At lunch, a group of us would meet under the trees of the beautiful Villa Erba, where we had lots of interesting talks about how we could make the research part more relevant for business’ – most of us being professionals. And we all agreed (stop me if I am wrong :)) it is a shame that all research is evaluated offline using metrics that most businesses (and researchers) actually agree that it doesn’t say anything about the quality of the recommender system. The result is that researchers are left with the task of optimizing machine learning algorithms using datasets, which are meant to be used for recommender systems, rather than actually doing recommender systems.

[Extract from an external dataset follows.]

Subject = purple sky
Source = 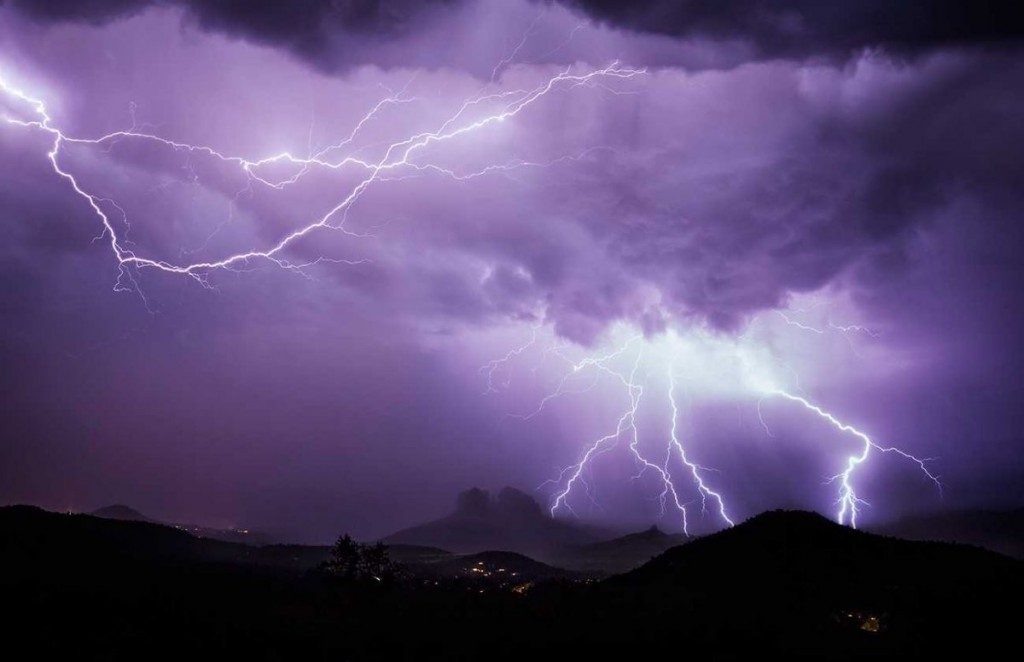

The metrics used are also a point to discuss because using precision and recall at K is not a good measurement of a recommendation, but it is the best that they/we have come up with. But if that is what we should measure the quality of research, and use it as a benchmark, we should also agree on the how to split the data into training and test set, how we should sort the ratings split by the users in the test set. I have seen several good talks at the conference about creating a framework for doing this, but it seems that it gets forgotten again as soon as the question round is finished.
Next year’s conference has a challenge sponsored by Spotify, which is great, and I look forward to playing with the data, I wish that they could also make a live service available for researchers to try out their algorithms live, and there by also focusing research on many of practical issues that are faced by a recommender systems engineer.
No matter what I hope to be there again at RecSys 2018.